Ella se echó a reír, en respuesta al comentario sobre su ropa.

– Es el único vestido que tengo. Cada día, para trabajar, llevo vaqueros y una sudadera. No necesito ropa elegante para lo que hago. -Miró a las otras tres monjas de la mesa, que parecían amas de casa o profesoras universitarias más que monjas, excepto por la pequeña cruz de oro de la solapa.

– Es bueno que salgas.

Luego se pusieron a hablar acerca de la política de la Iglesia, de la polémica postura que el arzobispo había adoptado recientemente sobre la ordenación de sacerdotes y sobre los últimos pronunciamientos de Roma. A Maggie le interesaba en particular una propuesta ciudadana que estaba evaluando la junta de supervisores y que afectaría a las personas con las que trabajaba en la calle. Opinaba que la ley era limitada e injusta y que perjudicaría a su gente. Maggie era brillante, así que, a los pocos minutos, otros dos sacerdotes y una de las monjas habían entrado en la discusión. Les interesaba lo que ella tenía que decir, ya que sabía más que ellos sobre aquella cuestión.

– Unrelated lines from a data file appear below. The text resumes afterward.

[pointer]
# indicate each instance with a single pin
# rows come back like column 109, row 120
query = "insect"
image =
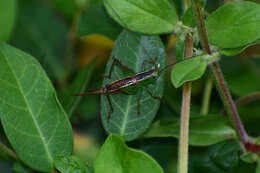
column 130, row 84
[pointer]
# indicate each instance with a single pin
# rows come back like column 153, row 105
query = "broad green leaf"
column 149, row 17
column 116, row 157
column 132, row 49
column 219, row 158
column 188, row 70
column 19, row 168
column 95, row 20
column 42, row 33
column 234, row 25
column 237, row 50
column 7, row 16
column 33, row 119
column 204, row 130
column 78, row 85
column 71, row 164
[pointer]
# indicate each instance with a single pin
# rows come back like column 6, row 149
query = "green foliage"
column 7, row 17
column 40, row 32
column 94, row 20
column 71, row 164
column 188, row 70
column 32, row 117
column 229, row 27
column 237, row 50
column 78, row 85
column 149, row 17
column 132, row 49
column 212, row 129
column 219, row 158
column 116, row 157
column 35, row 130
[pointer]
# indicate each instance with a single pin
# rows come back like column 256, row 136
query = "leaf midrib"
column 29, row 109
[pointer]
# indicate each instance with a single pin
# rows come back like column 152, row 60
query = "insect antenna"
column 166, row 67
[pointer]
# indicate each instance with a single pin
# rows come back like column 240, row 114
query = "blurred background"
column 75, row 60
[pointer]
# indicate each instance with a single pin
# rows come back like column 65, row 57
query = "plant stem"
column 185, row 117
column 206, row 96
column 220, row 81
column 4, row 148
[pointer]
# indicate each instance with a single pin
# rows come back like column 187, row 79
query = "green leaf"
column 69, row 101
column 249, row 157
column 33, row 119
column 180, row 48
column 71, row 164
column 188, row 18
column 19, row 168
column 132, row 49
column 237, row 50
column 116, row 157
column 42, row 33
column 95, row 20
column 258, row 167
column 204, row 130
column 7, row 17
column 188, row 70
column 149, row 17
column 219, row 158
column 234, row 25
column 68, row 7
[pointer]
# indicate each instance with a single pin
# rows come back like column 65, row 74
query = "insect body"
column 128, row 85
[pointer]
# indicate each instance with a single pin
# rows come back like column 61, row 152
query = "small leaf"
column 132, row 49
column 7, row 17
column 188, row 70
column 180, row 48
column 149, row 17
column 249, row 157
column 33, row 119
column 71, row 164
column 237, row 50
column 188, row 18
column 116, row 157
column 19, row 168
column 204, row 130
column 95, row 20
column 68, row 7
column 219, row 158
column 234, row 25
column 258, row 166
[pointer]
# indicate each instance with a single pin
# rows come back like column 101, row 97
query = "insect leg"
column 111, row 107
column 155, row 97
column 138, row 101
column 153, row 62
column 115, row 60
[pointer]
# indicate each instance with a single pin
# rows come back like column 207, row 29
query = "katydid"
column 130, row 84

– Maggie, eres demasiado dura -le recriminó la hermana Dominica, que dirigía la escuela de enfermería-. No podemos resolver de golpe los problemas de todo el mundo.

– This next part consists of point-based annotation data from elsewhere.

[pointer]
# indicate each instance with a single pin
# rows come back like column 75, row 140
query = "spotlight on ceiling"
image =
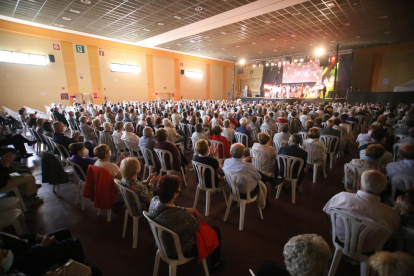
column 319, row 51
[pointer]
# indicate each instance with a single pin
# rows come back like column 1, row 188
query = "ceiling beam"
column 235, row 15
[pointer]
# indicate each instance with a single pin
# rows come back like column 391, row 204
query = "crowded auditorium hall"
column 206, row 137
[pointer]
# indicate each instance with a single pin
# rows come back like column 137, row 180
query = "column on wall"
column 95, row 73
column 177, row 93
column 150, row 78
column 70, row 68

– Yo trato de resolverlos uno por uno -dijo la hermana Mary Magdalen, humildemente.

Las dos mujeres tenían algo en común, ya que la hermana Maggie se había graduado en enfermería justo antes de entrar en el convento. Descubrió que sus conocimientos eran útiles para aquellos a los que trataba de ayudar. Mientras continuaba la acalorada discusión, se apagaron las luces. La subasta había terminado, se habían servido los postres y Melanie estaba a punto de aparecer en escena. El maestro de ceremonias acababa de anunciarla y la sala fue quedándose en silencio, expectante.

– ¿Quién es? -preguntó, en un susurro, la hermana Mary Magdalen, y el resto de la mesa sonrió.

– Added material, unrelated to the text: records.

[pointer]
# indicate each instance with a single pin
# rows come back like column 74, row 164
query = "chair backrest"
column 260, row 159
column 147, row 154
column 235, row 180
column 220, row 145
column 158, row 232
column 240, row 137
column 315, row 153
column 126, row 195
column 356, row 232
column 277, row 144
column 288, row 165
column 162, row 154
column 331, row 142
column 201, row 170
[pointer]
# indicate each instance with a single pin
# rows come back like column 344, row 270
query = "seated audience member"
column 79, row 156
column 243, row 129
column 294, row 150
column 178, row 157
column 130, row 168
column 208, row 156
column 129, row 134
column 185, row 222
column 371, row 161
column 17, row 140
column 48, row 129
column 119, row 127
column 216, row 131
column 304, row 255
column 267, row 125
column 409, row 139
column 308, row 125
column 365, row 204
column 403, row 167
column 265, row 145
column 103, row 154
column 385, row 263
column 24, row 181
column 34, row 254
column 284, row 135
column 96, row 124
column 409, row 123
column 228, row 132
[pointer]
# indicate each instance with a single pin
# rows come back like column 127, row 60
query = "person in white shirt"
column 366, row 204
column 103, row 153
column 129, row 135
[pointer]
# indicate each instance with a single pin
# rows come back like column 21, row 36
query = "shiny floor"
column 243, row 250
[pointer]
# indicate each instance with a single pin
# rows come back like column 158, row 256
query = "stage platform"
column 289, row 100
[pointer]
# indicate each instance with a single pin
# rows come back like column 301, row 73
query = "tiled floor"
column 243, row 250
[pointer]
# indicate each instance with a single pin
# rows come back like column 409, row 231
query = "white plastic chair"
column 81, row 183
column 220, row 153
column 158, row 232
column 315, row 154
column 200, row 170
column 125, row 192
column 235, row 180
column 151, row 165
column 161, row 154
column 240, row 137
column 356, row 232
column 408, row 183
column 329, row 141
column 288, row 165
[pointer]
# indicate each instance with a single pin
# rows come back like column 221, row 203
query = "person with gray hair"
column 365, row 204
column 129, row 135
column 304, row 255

– La cantante joven más en boga en el mundo. Acaba de ganar un Grammy -murmuró el padre Joe, y la hermana Maggie asintió.

Estaba claro que aquella velada no formaba parte de su mundo. Cuando empezó la música, estaba cansada y con ganas de que se acabara. La orquesta estaba tocando la canción emblemática de la artista; entonces, en medio de una explosión de sonido, luz y color, entró Melanie. Caminó hasta el escenario, como una modelo exquisita, cantando su primera canción.